Offering frequent news and analysis from the majestic Evergreen State and beyond, The Cascadia Advocate is the Northwest Progressive Institute's unconventional perspective on world, national, and local politics.

Sunday, February 26, 2006

Forecast: Raining Frogs

Last week we reported the grim side of the state's new Six Year Outlook and presented the following chart regarding the mid-term prospects for the state's finances.

For NPI's guess, I used an arcane construction of rolling weighted averages of the state's big three taxes: Property, Sales and B&O. And I said I would be asking the state's Office of Financial Management (OFM) to define why their projection of 5% growth in revenues after 2009 and five-plus in some intervening years is reasonable.

I have the response back from the state. You may want to shield your eyes if technical details are an anathema to your brain's smooth operation.
Irv Lefberg, Chief of Forecasting, Office of Financial Management, sez:

The basis for the 5% revenue growth assumption after 2009 is as follows

Annual long term population growth forecast = 1.3%
Annual long term inflation forecast = 2.5%
Annual real per capita income forecast (productivity) = 2.0%

(sum of above three components)

Rate of revenue growth as percent of personal income growth (revenue elasticity) = 90% (historical average)

Revenue growth = Elasticity X Personal Income growth = 5.8% x 90% = 5.2%. We rounded it down to 5% for the six year outlook.

Please note that the revenues referenced in the six year outlook are General Fund State revenues only. Federal revenue is not part of the projection.
[Which eliminates my conjecture that federal moneys were part of the strong growth assumption - a.]Historically major taxes have growth faster than 5% annually.

The official state economic and revenue forecast for the 2007-09 Biennium, produced by the Economic and Revenue Forecast Council, assumes a slowdown in the housing market. Including the slowdown, they also forecast revenue to grow at about 5% annually.

Please call me if you have additional questions.
I will be calling you, Irv, because there's some difficulties.

The historical average of taxes over the ten years 1995-2004 (which I used, since they were at hand in the Tax Reference Manual) was not 5%, but significantly below 5%. To wit, 4.1 for Sales, 3.5 for B&O, and 3.6 for Property. While Sales is twice as important as the other two combined, 4.1 is not 5, and the last time even the Sales Tax saw plus-five was in 2000. Beyond this, the Eyman initiatives have cut us off from historical trends, so looking backward at them now is a bit like looking through the rear window when you're driving. Not safe.

Second, while personal income is a good thing to mark from if you have a personal income tax, we don't, and we are not likely to get one soon, so maybe we'd better use something that tracks our kind of tax system better, like median income. Median income is stagnating, even while total personal income is going up, because a few at the top are doing very, very well. ["Revenue elasticity" seems to be "kinda" term. It's kinda close. Maybe it's standard. Irv would know better.]
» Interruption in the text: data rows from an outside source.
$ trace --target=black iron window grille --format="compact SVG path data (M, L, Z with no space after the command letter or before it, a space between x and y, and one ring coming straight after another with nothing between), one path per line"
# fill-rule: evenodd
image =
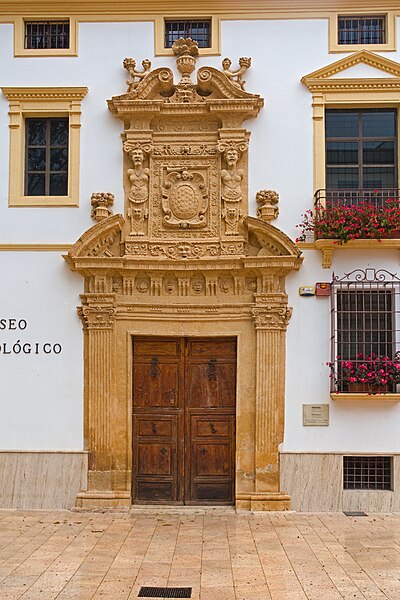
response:
M68 195L68 118L25 119L25 195Z
M397 187L396 109L326 110L325 140L331 195Z
M69 21L25 21L25 48L69 48Z
M195 40L199 48L211 48L211 19L196 21L165 21L165 48L172 48L173 43L179 38Z
M390 456L344 456L345 490L392 490Z
M385 44L385 15L341 15L338 17L339 44Z
M394 393L400 382L400 279L386 270L333 276L331 391ZM399 365L400 366L400 365Z

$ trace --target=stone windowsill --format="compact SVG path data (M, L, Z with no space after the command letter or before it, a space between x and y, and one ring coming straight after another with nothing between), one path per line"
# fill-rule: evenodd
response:
M400 394L366 394L363 392L356 393L336 393L331 392L331 399L335 402L400 402Z
M316 248L322 252L322 267L330 269L335 250L400 250L400 239L367 239L350 240L340 244L339 240L315 240L315 242L299 242L300 249Z

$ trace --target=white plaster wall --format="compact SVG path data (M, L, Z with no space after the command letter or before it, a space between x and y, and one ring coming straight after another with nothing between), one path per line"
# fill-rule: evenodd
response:
M83 23L78 57L14 59L12 26L0 25L1 85L89 88L82 102L79 208L8 208L8 103L0 96L0 243L74 242L93 224L90 195L94 191L113 192L115 212L122 212L122 124L108 111L106 99L126 90L122 68L126 56L139 64L149 57L154 68L174 69L174 59L154 58L153 47L152 23ZM198 66L219 67L223 56L231 57L234 64L240 56L251 56L246 89L265 98L258 119L247 123L252 131L250 213L255 214L259 189L277 190L280 216L275 225L295 238L295 224L311 208L314 192L311 95L300 79L345 55L328 53L328 22L319 19L224 21L222 48L221 57L201 57ZM399 52L386 55L400 61ZM359 69L359 74L365 72ZM388 251L340 251L333 267L338 275L367 266L400 272L398 258ZM57 253L0 252L0 264L1 316L27 318L29 339L63 345L59 356L0 355L0 447L81 449L82 333L75 306L82 281ZM298 287L331 277L332 270L321 267L320 253L306 251L303 268L287 281L294 313L287 336L283 450L398 450L400 405L372 401L351 406L330 400L325 365L330 358L329 300L300 298ZM11 333L5 338L0 331L0 341L13 341L16 332ZM303 403L329 403L330 426L303 427Z
M0 330L0 449L82 450L81 277L53 252L0 252L0 272L0 319L27 321ZM15 354L18 341L32 352Z

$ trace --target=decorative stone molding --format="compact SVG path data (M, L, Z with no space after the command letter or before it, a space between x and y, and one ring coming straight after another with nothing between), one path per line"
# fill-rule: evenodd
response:
M112 215L110 206L114 204L114 194L111 192L93 192L91 196L92 212L90 216L95 221L102 221Z
M78 317L85 329L112 329L115 309L108 306L79 306Z
M273 190L260 190L256 194L257 217L270 223L279 215L279 194Z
Thirdly, the 2.5 percent inflation. We have no idea what inflation will be. It depends on energy prices, Fed policy, and whether the rest of the world will keep treating us nice. Wouldn't it be better to just figure things out in real (inflation-adjusted) terms, since inflation is built in to both expenditures and revenues? Unfortunately, we don't do it that way. I need to ask Irv about that. But in OFM's balance sheet, we seem to assume different things with regard to inflation depending on which side of the ledger we're on. On the Expenditures side we assume 2% adjustments for state employee COLAs. On the Revenues side, according to Mr. Lefberg, we're hoping for 2.5%. Nice work if you can get it. Point five percent can be $75 million or more a year.

There's more, of course, but what is fascinating to me is like filling one's head with cement to others. I'm trying to liven it up by throwing chairs at Irv, but witnessing disputes between economists always end up like watching fish wrestle.